Why is Hadhramaut Governorate so important to the STC?
Hadhramaut holds nearly 80 percent of Yemen’s oil reserves and rich mineral deposits, and it was once part of South Yemen — meaning the STC claims it by both resource value and historical right. Before the civil war, the vast majority of Yemen’s national budget and trading revenue came from assets on this land, making its capture central to the STC’s bid to build a viable separatist state.
How did the STC offensive unfold so quickly?
After Yemeni government forces locked down the Masila oil fields on November 29, the STC built up its forces and pushed north on December 2. On December 3, the Hadhrami Elite Forces spearheaded an assault on Seiyun, taking its military headquarters, airport, and presidential palace within hours. The separatists used heavy weaponry including armored vehicles and Chinese-made AH-4 howitzers, attacked from multiple directions at once, and avoided confrontations with Saudi-backed tribes, who largely vacated rather than fight.
Can the Yemeni government recover the lost territory?
It would be extremely difficult. Government forces are scattered, with many tied up in the siege of Taiz or positioned to deter the Houthis. The STC now holds defensible population centers in the east. The government may seek a peace accord with the Houthis to free up forces, but that carries serious risk — the Houthis could either exploit the government’s weakness to launch their own offensive or sign a deal and double-cross them once government forces redeploy.

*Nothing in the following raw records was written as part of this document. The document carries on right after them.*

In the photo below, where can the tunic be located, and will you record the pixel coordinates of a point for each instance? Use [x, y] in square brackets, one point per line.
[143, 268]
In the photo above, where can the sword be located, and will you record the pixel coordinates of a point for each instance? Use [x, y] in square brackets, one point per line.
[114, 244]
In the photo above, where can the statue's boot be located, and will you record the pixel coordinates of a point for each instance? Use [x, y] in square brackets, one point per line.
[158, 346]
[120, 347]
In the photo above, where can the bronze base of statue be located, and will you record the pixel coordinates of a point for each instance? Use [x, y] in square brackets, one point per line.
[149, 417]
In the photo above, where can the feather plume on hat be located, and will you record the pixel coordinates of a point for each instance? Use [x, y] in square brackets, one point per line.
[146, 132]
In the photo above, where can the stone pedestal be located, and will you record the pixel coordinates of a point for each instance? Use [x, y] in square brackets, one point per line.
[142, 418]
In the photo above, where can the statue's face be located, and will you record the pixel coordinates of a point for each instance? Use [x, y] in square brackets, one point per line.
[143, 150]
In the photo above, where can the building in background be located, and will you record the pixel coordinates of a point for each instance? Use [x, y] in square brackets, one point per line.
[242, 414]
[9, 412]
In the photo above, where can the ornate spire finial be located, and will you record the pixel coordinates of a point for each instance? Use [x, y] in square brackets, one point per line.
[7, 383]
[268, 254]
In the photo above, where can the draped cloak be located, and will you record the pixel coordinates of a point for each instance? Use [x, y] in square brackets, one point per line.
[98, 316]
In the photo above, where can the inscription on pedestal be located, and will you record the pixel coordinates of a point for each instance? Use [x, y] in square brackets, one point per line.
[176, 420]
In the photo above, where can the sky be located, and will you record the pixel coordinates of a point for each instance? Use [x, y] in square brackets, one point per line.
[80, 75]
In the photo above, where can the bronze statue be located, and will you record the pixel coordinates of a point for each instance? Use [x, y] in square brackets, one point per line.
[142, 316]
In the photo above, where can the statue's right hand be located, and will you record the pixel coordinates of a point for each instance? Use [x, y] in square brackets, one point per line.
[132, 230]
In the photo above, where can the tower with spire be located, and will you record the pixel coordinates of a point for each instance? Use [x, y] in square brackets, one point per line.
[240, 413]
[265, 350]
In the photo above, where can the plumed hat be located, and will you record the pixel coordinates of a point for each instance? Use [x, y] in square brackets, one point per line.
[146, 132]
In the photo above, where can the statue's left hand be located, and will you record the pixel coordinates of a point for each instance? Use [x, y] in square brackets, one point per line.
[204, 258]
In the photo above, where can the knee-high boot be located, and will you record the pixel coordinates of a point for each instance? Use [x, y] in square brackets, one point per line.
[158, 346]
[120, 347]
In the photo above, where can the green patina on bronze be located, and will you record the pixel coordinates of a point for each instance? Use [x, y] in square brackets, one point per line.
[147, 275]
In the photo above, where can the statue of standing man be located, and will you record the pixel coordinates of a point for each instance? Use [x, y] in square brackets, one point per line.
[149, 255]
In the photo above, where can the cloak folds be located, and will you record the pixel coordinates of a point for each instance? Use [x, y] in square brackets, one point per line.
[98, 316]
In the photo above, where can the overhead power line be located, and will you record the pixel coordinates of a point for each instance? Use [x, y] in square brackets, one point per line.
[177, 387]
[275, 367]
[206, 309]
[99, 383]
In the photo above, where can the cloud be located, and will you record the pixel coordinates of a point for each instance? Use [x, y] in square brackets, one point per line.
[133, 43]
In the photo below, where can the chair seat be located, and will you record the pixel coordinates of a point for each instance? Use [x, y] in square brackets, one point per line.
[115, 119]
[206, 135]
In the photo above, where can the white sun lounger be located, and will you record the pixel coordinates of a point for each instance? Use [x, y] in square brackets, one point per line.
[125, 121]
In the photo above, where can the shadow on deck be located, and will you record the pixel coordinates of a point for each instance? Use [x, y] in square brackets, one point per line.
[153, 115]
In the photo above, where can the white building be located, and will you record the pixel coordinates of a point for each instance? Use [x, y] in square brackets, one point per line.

What is the likely outcome for Yemen as a whole?
Yemen appears to be at an inflection point where its long-standing three-way balance is breaking down. The country may finally divide in two, with the STC consolidating the former South Yemen and the Houthis positioned to absorb what remains of government territory. The rivalry between Saudi Arabia and the United Arab Emirates, whose proxies are now on opposite sides, may escalate sharply as a result.